Marketing.—Onions are sometimes sold in the open field; a good plan when a fair price can be secured. After curing, as already described, they are usually sold by the bushel or barrel. They are always in demand, as the onion is a standard article of human food.

In the green state they are sold either by measure, by the bunch, or by the rope. The latter method consists in tying the onions along wisps of straw.

Scallions.—No small amount of money is expended by housekeepers in the early spring markets for scallions (scullions), or bunched onion shoots. These tender shoots are washed, tied and sold for 3 to 5 cents per bunch, retail, or half those figures wholesale. Scallions are produced from either sets or large onions planted the preceding autumn, and sheltered either by frames or litter, so as to encourage early spring growth.


PEAS.

It will require one and one-half to two bushels of peas to seed an acre, and no crop finds a more ready sale than fresh peas in the summer and autumn markets. Farmers who are near centres of population, or who enjoy good shipping facilities, will find peas a quick money crop.

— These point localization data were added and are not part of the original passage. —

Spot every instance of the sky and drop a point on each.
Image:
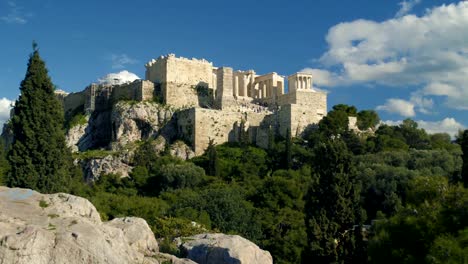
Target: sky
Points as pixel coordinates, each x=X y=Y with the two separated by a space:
x=404 y=59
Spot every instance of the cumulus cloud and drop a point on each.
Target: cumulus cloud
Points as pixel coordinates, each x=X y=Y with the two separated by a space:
x=406 y=7
x=119 y=61
x=447 y=125
x=5 y=108
x=118 y=78
x=15 y=14
x=427 y=53
x=408 y=108
x=398 y=106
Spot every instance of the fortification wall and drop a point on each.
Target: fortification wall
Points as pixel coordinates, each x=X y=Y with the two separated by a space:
x=73 y=101
x=179 y=79
x=124 y=92
x=198 y=125
x=156 y=70
x=145 y=91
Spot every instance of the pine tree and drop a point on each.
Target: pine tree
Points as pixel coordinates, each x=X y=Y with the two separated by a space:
x=39 y=157
x=463 y=141
x=332 y=204
x=213 y=160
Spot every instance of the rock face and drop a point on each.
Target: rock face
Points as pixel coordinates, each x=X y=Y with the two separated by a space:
x=75 y=137
x=61 y=228
x=223 y=249
x=180 y=150
x=93 y=168
x=132 y=122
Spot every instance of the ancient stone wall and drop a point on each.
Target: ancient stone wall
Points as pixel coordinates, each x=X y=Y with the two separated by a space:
x=300 y=110
x=179 y=79
x=224 y=91
x=199 y=126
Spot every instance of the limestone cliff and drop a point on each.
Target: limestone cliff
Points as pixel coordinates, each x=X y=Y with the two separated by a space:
x=118 y=129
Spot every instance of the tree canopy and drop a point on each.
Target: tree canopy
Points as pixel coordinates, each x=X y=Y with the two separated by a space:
x=39 y=157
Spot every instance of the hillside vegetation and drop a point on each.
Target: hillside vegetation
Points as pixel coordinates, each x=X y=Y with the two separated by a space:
x=392 y=194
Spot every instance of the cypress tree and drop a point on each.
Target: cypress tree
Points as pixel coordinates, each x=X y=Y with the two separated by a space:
x=463 y=141
x=332 y=204
x=39 y=157
x=213 y=160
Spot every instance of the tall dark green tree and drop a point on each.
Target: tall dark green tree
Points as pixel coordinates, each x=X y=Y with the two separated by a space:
x=39 y=157
x=332 y=205
x=213 y=160
x=463 y=140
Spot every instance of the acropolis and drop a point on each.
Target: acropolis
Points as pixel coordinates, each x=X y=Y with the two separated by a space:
x=215 y=103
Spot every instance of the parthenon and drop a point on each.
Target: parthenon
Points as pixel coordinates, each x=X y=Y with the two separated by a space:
x=216 y=103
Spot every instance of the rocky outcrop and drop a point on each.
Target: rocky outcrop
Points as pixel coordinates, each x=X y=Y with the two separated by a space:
x=223 y=249
x=137 y=121
x=180 y=150
x=95 y=167
x=75 y=137
x=61 y=228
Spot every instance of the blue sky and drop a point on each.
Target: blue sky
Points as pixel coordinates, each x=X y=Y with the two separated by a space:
x=403 y=59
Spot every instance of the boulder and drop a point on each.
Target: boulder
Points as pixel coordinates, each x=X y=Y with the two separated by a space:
x=180 y=150
x=61 y=228
x=76 y=136
x=93 y=168
x=223 y=249
x=138 y=121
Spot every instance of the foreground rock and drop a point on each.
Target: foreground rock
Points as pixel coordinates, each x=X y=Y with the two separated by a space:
x=62 y=228
x=223 y=249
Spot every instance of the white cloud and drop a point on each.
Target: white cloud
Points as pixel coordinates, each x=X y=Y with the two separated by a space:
x=118 y=78
x=406 y=7
x=323 y=77
x=15 y=14
x=428 y=53
x=5 y=108
x=398 y=106
x=119 y=61
x=447 y=125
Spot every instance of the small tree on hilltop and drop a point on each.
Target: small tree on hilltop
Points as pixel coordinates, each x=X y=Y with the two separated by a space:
x=213 y=161
x=39 y=157
x=463 y=141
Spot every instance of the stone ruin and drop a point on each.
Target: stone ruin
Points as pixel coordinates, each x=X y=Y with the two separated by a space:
x=214 y=103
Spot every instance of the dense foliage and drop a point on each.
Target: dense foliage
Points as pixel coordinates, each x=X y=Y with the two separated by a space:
x=39 y=157
x=385 y=194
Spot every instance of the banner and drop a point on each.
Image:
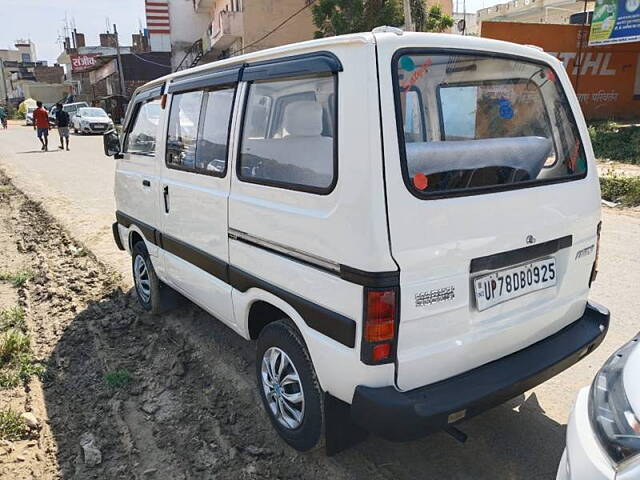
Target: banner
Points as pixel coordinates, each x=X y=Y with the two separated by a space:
x=615 y=21
x=609 y=85
x=86 y=61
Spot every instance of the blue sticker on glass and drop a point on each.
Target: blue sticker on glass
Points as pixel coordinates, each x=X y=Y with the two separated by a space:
x=407 y=63
x=506 y=110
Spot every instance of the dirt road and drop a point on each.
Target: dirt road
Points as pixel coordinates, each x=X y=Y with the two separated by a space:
x=174 y=396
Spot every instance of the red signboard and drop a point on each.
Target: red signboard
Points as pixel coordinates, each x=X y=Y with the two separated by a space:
x=83 y=62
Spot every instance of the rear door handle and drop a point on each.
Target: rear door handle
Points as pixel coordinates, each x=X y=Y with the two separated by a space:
x=165 y=194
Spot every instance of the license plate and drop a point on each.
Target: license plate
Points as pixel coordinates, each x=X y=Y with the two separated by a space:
x=514 y=282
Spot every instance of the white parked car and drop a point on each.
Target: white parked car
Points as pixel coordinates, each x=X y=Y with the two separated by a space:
x=603 y=435
x=91 y=120
x=406 y=223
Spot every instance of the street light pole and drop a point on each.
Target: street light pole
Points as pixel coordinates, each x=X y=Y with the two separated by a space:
x=408 y=21
x=4 y=83
x=119 y=60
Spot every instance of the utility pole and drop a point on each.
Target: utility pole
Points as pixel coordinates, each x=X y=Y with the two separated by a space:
x=123 y=92
x=408 y=21
x=4 y=84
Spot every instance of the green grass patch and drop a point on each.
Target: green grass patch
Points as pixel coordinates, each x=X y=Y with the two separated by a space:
x=620 y=188
x=12 y=318
x=118 y=378
x=12 y=426
x=614 y=142
x=16 y=359
x=17 y=279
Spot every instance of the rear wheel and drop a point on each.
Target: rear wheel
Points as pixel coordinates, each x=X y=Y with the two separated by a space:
x=288 y=385
x=148 y=286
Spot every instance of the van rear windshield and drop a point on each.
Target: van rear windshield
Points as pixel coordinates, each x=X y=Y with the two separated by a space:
x=470 y=123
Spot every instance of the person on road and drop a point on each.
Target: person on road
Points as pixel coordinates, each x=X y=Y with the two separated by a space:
x=41 y=123
x=62 y=122
x=3 y=117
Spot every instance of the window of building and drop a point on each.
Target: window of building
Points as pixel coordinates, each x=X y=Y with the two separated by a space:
x=144 y=129
x=288 y=134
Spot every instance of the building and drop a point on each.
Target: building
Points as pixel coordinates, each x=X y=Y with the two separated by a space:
x=173 y=26
x=78 y=59
x=137 y=69
x=198 y=31
x=532 y=11
x=23 y=76
x=468 y=27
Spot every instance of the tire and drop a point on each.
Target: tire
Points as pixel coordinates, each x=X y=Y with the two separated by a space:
x=281 y=340
x=148 y=287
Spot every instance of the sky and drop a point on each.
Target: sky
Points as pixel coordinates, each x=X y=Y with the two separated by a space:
x=43 y=21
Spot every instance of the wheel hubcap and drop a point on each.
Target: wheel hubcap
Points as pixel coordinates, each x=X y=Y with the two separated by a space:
x=282 y=388
x=141 y=276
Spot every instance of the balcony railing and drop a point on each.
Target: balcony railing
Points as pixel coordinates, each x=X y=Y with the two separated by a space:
x=202 y=6
x=226 y=29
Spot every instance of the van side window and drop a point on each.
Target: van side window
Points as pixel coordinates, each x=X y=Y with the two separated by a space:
x=414 y=117
x=211 y=151
x=288 y=134
x=143 y=130
x=183 y=130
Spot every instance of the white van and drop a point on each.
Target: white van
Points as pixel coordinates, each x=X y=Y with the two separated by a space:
x=406 y=223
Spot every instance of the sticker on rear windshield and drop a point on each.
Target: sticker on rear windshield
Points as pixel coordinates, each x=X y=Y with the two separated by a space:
x=506 y=110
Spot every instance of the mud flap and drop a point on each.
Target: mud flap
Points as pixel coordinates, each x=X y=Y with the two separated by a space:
x=340 y=432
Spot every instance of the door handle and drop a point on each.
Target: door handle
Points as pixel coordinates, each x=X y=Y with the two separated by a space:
x=165 y=194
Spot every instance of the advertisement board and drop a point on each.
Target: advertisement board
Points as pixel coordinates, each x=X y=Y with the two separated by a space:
x=83 y=62
x=607 y=76
x=615 y=21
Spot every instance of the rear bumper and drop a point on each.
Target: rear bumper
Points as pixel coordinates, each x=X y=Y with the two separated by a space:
x=401 y=416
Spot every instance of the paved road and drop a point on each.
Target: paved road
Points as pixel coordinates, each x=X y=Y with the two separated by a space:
x=76 y=187
x=523 y=439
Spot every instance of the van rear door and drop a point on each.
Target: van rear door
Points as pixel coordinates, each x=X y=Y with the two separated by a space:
x=489 y=199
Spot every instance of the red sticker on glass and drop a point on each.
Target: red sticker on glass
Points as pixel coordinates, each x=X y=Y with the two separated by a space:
x=550 y=75
x=420 y=181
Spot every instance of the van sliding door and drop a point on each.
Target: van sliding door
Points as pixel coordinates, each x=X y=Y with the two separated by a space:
x=194 y=193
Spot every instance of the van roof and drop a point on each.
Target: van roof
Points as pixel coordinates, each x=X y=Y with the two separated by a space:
x=379 y=36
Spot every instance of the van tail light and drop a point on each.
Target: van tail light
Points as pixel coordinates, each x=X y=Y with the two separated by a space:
x=379 y=328
x=594 y=269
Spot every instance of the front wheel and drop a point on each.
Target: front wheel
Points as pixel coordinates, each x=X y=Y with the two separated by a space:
x=145 y=280
x=288 y=385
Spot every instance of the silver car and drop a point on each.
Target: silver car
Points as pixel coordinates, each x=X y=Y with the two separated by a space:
x=91 y=120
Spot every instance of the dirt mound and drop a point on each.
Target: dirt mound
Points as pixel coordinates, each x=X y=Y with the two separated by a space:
x=126 y=394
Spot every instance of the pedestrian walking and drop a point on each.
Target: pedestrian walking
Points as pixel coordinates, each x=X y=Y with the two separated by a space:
x=3 y=117
x=41 y=123
x=62 y=122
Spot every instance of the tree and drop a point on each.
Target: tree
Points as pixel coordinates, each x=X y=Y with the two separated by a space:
x=337 y=17
x=429 y=19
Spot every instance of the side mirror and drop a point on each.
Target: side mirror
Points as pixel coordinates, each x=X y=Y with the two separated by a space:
x=111 y=142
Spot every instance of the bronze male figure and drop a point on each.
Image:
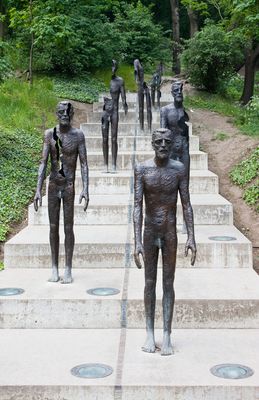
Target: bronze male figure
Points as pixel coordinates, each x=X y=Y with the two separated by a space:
x=63 y=144
x=111 y=117
x=143 y=91
x=158 y=181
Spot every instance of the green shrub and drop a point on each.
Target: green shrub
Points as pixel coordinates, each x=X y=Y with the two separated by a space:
x=211 y=56
x=84 y=88
x=246 y=170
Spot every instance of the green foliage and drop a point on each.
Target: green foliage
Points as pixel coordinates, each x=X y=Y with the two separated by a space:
x=221 y=136
x=124 y=70
x=211 y=56
x=246 y=170
x=143 y=38
x=251 y=195
x=5 y=66
x=21 y=110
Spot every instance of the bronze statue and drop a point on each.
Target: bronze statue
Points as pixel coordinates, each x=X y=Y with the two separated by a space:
x=143 y=91
x=174 y=117
x=63 y=144
x=158 y=181
x=156 y=85
x=111 y=116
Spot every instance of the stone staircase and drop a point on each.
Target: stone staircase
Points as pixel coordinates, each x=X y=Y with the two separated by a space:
x=51 y=328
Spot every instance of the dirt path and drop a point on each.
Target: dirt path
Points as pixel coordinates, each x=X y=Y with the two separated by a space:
x=223 y=156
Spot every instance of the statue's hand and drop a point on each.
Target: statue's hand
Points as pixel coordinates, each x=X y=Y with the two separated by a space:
x=84 y=195
x=139 y=250
x=191 y=245
x=37 y=200
x=125 y=106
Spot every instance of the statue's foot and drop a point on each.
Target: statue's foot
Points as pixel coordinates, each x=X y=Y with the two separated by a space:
x=149 y=345
x=67 y=278
x=167 y=348
x=55 y=276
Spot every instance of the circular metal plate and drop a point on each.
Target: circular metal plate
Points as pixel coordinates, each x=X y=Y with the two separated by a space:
x=11 y=291
x=222 y=238
x=103 y=291
x=231 y=371
x=92 y=371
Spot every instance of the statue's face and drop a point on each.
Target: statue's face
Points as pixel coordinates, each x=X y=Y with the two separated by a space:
x=162 y=144
x=177 y=92
x=64 y=113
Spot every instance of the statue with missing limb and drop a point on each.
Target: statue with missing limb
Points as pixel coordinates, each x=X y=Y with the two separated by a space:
x=111 y=116
x=156 y=85
x=143 y=91
x=174 y=117
x=158 y=181
x=63 y=144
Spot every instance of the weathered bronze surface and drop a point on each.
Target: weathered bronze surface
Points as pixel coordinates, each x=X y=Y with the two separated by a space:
x=158 y=181
x=156 y=85
x=143 y=91
x=110 y=116
x=63 y=144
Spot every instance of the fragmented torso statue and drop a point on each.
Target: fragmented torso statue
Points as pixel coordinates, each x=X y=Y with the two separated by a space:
x=110 y=117
x=63 y=144
x=156 y=85
x=143 y=92
x=158 y=181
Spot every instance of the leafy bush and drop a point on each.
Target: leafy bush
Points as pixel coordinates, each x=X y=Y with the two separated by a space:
x=21 y=111
x=251 y=195
x=211 y=56
x=246 y=170
x=84 y=88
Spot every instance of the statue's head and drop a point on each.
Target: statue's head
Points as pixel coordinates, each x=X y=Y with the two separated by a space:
x=65 y=112
x=162 y=142
x=114 y=67
x=177 y=91
x=108 y=105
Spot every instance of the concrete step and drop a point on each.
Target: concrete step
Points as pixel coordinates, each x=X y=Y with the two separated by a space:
x=126 y=160
x=201 y=182
x=110 y=209
x=131 y=116
x=108 y=247
x=38 y=363
x=204 y=299
x=124 y=129
x=142 y=143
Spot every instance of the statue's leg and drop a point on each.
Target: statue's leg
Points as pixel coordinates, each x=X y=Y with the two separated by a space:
x=151 y=258
x=141 y=107
x=105 y=134
x=68 y=208
x=169 y=259
x=54 y=211
x=153 y=96
x=114 y=137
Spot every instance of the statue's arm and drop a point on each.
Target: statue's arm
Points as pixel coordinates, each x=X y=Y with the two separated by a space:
x=138 y=215
x=123 y=97
x=42 y=170
x=188 y=215
x=84 y=169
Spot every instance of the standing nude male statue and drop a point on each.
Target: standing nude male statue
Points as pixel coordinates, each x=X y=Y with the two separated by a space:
x=143 y=91
x=63 y=144
x=111 y=117
x=158 y=181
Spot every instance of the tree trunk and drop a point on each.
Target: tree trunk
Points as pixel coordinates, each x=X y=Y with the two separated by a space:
x=193 y=18
x=250 y=62
x=176 y=36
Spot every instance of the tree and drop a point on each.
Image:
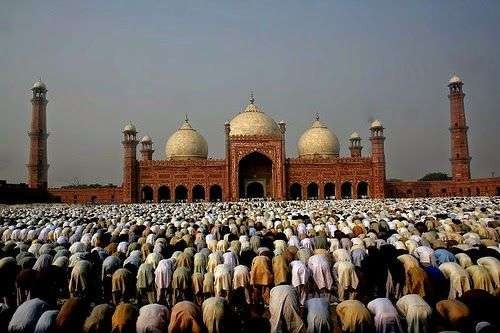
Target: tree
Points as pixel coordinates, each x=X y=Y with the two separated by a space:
x=433 y=176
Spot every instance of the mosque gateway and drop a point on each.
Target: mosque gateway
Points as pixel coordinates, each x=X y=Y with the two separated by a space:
x=255 y=164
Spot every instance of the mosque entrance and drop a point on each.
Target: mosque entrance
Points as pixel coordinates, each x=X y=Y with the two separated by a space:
x=255 y=176
x=255 y=190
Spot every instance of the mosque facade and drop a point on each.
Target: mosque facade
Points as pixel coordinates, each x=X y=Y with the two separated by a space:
x=255 y=164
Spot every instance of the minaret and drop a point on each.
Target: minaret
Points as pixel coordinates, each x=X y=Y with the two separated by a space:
x=130 y=179
x=460 y=159
x=378 y=159
x=355 y=145
x=37 y=164
x=147 y=148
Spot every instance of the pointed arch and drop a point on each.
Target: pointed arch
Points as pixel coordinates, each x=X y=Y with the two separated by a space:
x=312 y=191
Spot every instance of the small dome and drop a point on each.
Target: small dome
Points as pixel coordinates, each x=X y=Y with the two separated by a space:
x=146 y=139
x=130 y=128
x=318 y=141
x=376 y=124
x=354 y=136
x=39 y=85
x=186 y=144
x=455 y=79
x=252 y=121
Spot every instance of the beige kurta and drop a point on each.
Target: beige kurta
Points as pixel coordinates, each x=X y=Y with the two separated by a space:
x=354 y=316
x=416 y=311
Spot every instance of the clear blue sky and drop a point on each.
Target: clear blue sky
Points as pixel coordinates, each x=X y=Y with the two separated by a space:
x=108 y=62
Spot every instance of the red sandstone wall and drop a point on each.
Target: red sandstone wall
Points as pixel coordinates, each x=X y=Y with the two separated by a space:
x=472 y=187
x=172 y=174
x=87 y=195
x=323 y=171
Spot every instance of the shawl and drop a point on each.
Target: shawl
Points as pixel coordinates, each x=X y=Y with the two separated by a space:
x=463 y=260
x=320 y=271
x=300 y=273
x=71 y=316
x=109 y=266
x=79 y=280
x=230 y=259
x=44 y=261
x=260 y=273
x=99 y=320
x=214 y=309
x=241 y=277
x=346 y=274
x=284 y=309
x=280 y=270
x=152 y=318
x=200 y=263
x=416 y=311
x=354 y=316
x=197 y=286
x=417 y=282
x=181 y=279
x=480 y=278
x=222 y=277
x=185 y=317
x=493 y=266
x=27 y=315
x=459 y=278
x=121 y=281
x=453 y=311
x=386 y=316
x=124 y=318
x=163 y=274
x=145 y=277
x=318 y=315
x=208 y=283
x=46 y=321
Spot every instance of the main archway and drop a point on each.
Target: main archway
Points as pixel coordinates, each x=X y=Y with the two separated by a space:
x=255 y=176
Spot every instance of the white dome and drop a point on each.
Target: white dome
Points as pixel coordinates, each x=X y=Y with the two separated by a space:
x=186 y=144
x=455 y=79
x=253 y=122
x=376 y=124
x=146 y=139
x=130 y=128
x=355 y=135
x=318 y=141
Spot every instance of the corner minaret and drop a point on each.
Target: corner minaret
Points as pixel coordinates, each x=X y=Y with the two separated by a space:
x=378 y=159
x=355 y=145
x=37 y=161
x=460 y=159
x=147 y=148
x=130 y=180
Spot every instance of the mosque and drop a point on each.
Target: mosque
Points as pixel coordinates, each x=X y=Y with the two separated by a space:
x=255 y=164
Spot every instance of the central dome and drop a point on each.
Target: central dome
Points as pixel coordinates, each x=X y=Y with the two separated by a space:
x=186 y=144
x=318 y=141
x=252 y=121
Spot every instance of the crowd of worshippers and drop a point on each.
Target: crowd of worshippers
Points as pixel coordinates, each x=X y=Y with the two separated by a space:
x=408 y=265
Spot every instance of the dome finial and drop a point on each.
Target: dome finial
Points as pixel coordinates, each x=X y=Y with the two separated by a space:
x=252 y=98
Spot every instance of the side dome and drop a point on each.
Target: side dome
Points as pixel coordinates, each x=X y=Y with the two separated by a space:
x=129 y=128
x=252 y=121
x=455 y=79
x=39 y=85
x=186 y=144
x=318 y=141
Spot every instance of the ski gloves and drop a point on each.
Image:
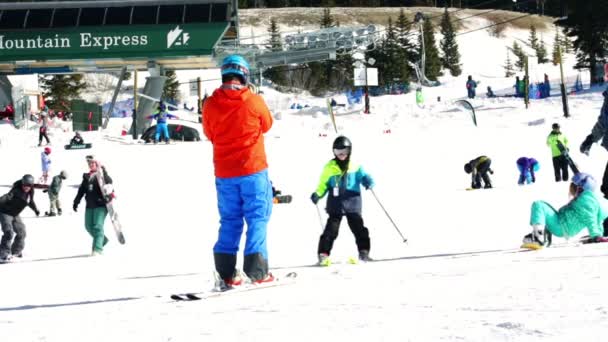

Any good soil will produce a crop of this excellent vegetable, but it must not be assumed because the pea is a legume, with nitrogen-collecting roots, that it will not well repay the application of manure to the soil. Peas and beans need less assistance than some other things, but they give good returns for the application of rotted manure or artificial fertilizer.

The seed should be put into the ground in early spring, as soon as the soil is dry enough to receive it, beginning with the smooth, extra-early sorts, which are more hardy than the wrinkled varieties. A little subsequent frost will do no harm.

The smooth, early sorts should be sown in rows, about 3 feet apart, the intermediate or half-dwarf sorts in rows 4 feet apart, and the tall, late varieties, in rows 5 feet apart.